Contact your prescribing clinician if you notice:
- A persistent lump or firm nodule at an injection site (possible lipohypertrophy)
- Signs of infection: increasing redness, warmth, swelling, or discharge
- Severe or expanding local reactions
- Bruising that extends beyond the immediate injection area
If your clinician prescribed compounded semaglutide or tirzepatide through PepScribe, your care team is available for check-in questions between scheduled visits. Use that channel — injection questions are exactly what it is for.
Frequently asked questions
What are the recommended GLP-1 injection sites?
The three primary subcutaneous GLP-1 injection sites are the abdomen (at least two inches from the navel), the outer thigh, and the upper arm. All three provide reliable subcutaneous fat tissue for absorption. Most clinicians start patients on the abdomen because it is easiest to self-administer and offers a large rotation area.
Does rotating GLP-1 injection sites matter?
Yes. Injecting repeatedly into the same small area can cause lipohypertrophy — a build-up of scar-like fatty tissue that slows absorption and makes dosing less predictable. Rotating within and between sites keeps tissue healthy and absorption consistent.
Can I inject GLP-1 in the same area every week?
Same general region is acceptable — for example, always the abdomen — but within that region each injection should land at least an inch from the previous site. The goal is to avoid building up tissue damage in any single spot.

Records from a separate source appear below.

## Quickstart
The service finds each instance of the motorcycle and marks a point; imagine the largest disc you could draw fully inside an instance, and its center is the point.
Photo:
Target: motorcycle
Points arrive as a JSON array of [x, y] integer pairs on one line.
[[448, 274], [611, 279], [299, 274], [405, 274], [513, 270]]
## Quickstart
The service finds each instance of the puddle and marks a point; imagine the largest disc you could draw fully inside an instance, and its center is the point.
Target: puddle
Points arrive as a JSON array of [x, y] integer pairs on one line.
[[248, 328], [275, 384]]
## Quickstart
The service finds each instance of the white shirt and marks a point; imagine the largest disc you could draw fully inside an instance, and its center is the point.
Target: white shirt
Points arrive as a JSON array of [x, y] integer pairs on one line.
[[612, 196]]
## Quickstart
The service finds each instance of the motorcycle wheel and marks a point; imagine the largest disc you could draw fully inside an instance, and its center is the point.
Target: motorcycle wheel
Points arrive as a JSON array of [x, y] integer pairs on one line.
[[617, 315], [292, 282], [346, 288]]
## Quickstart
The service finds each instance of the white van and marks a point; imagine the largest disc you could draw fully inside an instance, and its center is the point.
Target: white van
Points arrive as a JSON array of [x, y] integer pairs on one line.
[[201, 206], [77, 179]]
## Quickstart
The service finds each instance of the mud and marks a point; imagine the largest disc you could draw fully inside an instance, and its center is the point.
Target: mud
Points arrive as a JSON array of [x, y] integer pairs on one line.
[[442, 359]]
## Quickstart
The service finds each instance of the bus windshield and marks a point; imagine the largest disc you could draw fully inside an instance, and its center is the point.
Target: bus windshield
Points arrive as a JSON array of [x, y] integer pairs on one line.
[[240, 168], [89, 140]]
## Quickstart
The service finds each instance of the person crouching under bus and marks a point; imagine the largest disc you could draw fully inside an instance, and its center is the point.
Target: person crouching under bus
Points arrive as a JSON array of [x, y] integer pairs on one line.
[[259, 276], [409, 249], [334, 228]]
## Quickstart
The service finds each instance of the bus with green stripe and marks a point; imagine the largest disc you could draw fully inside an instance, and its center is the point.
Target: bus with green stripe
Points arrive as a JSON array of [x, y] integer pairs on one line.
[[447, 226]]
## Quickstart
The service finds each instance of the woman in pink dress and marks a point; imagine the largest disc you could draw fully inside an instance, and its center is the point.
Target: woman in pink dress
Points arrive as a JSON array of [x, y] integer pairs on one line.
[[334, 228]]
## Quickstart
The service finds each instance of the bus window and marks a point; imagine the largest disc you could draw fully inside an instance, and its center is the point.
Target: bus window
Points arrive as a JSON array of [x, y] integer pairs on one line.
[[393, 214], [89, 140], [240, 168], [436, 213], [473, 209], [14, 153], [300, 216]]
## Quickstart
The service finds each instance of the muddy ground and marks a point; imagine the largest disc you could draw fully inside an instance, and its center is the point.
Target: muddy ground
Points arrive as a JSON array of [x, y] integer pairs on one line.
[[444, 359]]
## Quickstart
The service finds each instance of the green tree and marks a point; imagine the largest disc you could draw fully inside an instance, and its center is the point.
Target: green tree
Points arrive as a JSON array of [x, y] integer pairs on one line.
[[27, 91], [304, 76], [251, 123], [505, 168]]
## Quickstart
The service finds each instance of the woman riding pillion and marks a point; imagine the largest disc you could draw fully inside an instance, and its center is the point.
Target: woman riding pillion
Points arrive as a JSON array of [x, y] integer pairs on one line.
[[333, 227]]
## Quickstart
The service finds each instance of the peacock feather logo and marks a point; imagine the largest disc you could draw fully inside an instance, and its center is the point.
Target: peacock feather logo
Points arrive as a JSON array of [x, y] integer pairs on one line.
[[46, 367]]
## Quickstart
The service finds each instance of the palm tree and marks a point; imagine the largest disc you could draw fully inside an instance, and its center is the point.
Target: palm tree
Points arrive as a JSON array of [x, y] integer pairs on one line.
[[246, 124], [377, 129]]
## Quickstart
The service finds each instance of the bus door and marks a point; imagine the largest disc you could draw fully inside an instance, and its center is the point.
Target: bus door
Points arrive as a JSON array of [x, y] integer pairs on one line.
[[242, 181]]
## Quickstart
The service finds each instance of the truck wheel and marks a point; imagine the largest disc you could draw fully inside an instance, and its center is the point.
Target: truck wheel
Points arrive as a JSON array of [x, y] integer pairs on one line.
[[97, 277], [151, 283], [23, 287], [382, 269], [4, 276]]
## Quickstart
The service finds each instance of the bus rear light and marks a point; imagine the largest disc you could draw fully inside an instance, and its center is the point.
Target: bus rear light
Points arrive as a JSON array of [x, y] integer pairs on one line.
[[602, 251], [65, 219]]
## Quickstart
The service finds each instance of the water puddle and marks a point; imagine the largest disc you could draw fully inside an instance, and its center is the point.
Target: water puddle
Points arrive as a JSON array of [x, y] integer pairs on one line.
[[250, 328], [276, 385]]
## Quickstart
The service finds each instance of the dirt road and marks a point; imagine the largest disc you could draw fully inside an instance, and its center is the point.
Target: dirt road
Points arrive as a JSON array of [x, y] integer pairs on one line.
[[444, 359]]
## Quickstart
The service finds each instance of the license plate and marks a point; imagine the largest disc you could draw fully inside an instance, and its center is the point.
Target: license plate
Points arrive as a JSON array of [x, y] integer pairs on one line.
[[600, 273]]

Should the injection go into muscle or fat?
Subcutaneous (fat layer), not intramuscular. An intramuscular injection increases the speed of absorption unpredictably and can cause more local discomfort. Pinch the skin gently if you have less subcutaneous tissue to ensure you clear the muscle layer.
Does the injection site affect how well GLP-1 works?

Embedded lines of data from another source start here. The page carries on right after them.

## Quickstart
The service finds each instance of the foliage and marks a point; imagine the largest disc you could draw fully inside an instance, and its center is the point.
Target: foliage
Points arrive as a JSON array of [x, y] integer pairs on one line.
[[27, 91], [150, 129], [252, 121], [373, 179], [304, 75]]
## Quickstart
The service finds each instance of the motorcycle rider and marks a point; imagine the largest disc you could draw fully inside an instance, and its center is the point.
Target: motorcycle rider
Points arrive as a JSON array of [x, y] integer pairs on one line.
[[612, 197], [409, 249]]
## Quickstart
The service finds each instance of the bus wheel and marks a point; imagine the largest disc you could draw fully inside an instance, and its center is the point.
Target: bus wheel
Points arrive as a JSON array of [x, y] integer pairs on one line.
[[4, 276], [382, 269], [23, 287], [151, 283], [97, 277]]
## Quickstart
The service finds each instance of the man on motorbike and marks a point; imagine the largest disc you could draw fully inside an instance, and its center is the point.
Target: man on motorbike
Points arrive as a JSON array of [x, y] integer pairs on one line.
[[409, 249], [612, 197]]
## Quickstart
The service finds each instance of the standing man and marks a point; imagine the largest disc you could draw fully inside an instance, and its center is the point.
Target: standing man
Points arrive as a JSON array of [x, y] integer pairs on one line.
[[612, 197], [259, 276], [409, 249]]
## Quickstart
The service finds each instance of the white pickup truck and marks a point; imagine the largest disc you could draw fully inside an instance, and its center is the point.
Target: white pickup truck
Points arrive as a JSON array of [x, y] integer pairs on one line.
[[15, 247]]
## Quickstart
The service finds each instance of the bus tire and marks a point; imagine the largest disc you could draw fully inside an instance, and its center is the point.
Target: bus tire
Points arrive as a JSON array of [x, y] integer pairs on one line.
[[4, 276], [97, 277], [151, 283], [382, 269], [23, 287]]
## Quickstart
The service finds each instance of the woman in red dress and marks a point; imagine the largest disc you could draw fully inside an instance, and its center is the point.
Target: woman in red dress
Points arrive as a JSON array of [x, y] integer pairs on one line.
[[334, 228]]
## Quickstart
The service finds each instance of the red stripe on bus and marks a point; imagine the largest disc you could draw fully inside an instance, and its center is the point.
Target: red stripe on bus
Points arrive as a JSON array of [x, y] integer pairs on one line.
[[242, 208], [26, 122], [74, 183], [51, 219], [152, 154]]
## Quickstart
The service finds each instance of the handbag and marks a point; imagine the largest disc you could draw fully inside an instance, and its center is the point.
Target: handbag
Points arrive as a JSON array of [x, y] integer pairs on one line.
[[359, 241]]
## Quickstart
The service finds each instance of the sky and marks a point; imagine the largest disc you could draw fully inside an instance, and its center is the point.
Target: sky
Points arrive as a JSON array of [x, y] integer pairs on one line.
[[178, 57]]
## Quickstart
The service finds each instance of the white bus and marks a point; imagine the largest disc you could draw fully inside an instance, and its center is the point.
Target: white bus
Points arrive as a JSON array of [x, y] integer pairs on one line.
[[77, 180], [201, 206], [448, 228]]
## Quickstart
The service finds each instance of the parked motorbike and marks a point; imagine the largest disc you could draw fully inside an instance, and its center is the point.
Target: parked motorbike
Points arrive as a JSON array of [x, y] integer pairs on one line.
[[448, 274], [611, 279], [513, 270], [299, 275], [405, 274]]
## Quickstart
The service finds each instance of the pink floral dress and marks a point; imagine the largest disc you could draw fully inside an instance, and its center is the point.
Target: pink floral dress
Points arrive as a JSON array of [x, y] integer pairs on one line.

Absorption rates can vary slightly between sites, but all approved subcutaneous sites provide clinically acceptable pharmacokinetics. The more important variable is consistency: rotating correctly within your chosen sites reduces absorption variability over time.
What should I do if I notice a lump or hard spot at an injection site?
Stop injecting into that area and let the tissue rest. Lumps are usually lipohypertrophy from repeated trauma. They typically resolve over weeks to months when the site is rested. Tell your clinician at your next check-in so they can assess the tissue and adjust your rotation pattern.